ChatGPT, an AI system developed by OpenAI, utilizes a large language model (LLM) to answer questions and has demonstrated impressive capabilities in comprehending clinical expertise and providing relevant information, even in tasks for which it was not specifically trained (zero-shot learning).15 ChatGTP-4 Omni (ChatGPT-4o), the latest version of the AI system, can perform more complex tasks than previous versions with advanced visual capabilities, such as describing photographs and generating captions for images. These enhancements offer promising applications in ophthalmology, particularly in automating diagnostics.16 Unlike the FDA-approved AI systems for DR detection, which require significant up-front costs and specialized equipment, GPT-4o is freely accessible. While the IDx-DR and EyeArt systems demonstrate high sensitivity and specificity for detecting mtmDR, the costs combined with declining reimbursements for office-based retinopathy screening may make implementing these systems cost-prohibitive for some practices. Therefore, GPT-4o may offer a viable, low-cost alternative for DR screening, provided its diagnostic accuracy proves comparable. Additionally, with over 180 million users and approximately 600 million visits per month, ChatGPT’s widespread use makes it a highly influential tool.17 Its popularity highlights the importance of rigorously testing the model’s accuracy, especially in medical contexts where users may rely on it for self-evaluation or interpreting medical images. Therefore, the purpose of this study is to assess the diagnostic accuracy of ChatGPT-4o in identifying the various stages of DR using CFPs.
Materials and Methods
We used the publicly available DR detection competition dataset from Kaggle, which contains 2,500 high-resolution CFPs in JPEG format, provided by EyePACS, a free platform for retinopathy screening.18 This competition, sponsored by the California Healthcare Foundation in 2015, was launched with the support of a data science team to introduce artificial intelligence in the detection of DR. The images, consisting of both left and right eye photographs taken under various conditions, were graded by a single specialist according to the standards of the International Clinical Diabetic Retinopathy severity scale. The dataset includes 500 images per category, graded on a scale from 0 to 4, representing different stages of DR: 0 indicating no DR, 1 mild DR, 2 moderate DR, 3 severe DR, and 4 proliferative DR.19 To our knowledge, GPT-4o was not trained on labeled retinal datasets, underscoring the zero-shot nature of the evaluation and highlighting the model’s generalizability to previously unseen imaging domains.

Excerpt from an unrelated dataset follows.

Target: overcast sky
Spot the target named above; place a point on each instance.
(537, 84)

Each image was processed and then presented to ChatGPT-4o individually with the following initial prompt (Prompt 1) designed to simulate a examination scenario:
This is an image on the Step 1 examination, the multiple choice question is as follows. Based on the image, does the patient have A) no Diabetic Retinopathy, B) mild Diabetic Retinopathy, C) moderate Diabetic Retinopathy, D) severe Diabetic Retinopathy, E) proliferative Diabetic Retinopathy? Only output the answer as A, B, C, D, or E.
This format was chosen because of ChatGPT’s demonstrated success in performing well on USMLE Step exams. In prior studies, the model achieved accuracy scores at or near passing threshold (60%) for all three USMLE exams (Step 1, Step 2CK, and Step 3).20 By using a clear, concise prompt in this familiar exam format, we aimed to harness ChatGPT’s high accuracy, concordance, and insight demonstrated during its USMLE performance. This approach was intended to reduce potential confusion and encourage the model to attend to relevant features of the image without the added complexity of elaborate instructions.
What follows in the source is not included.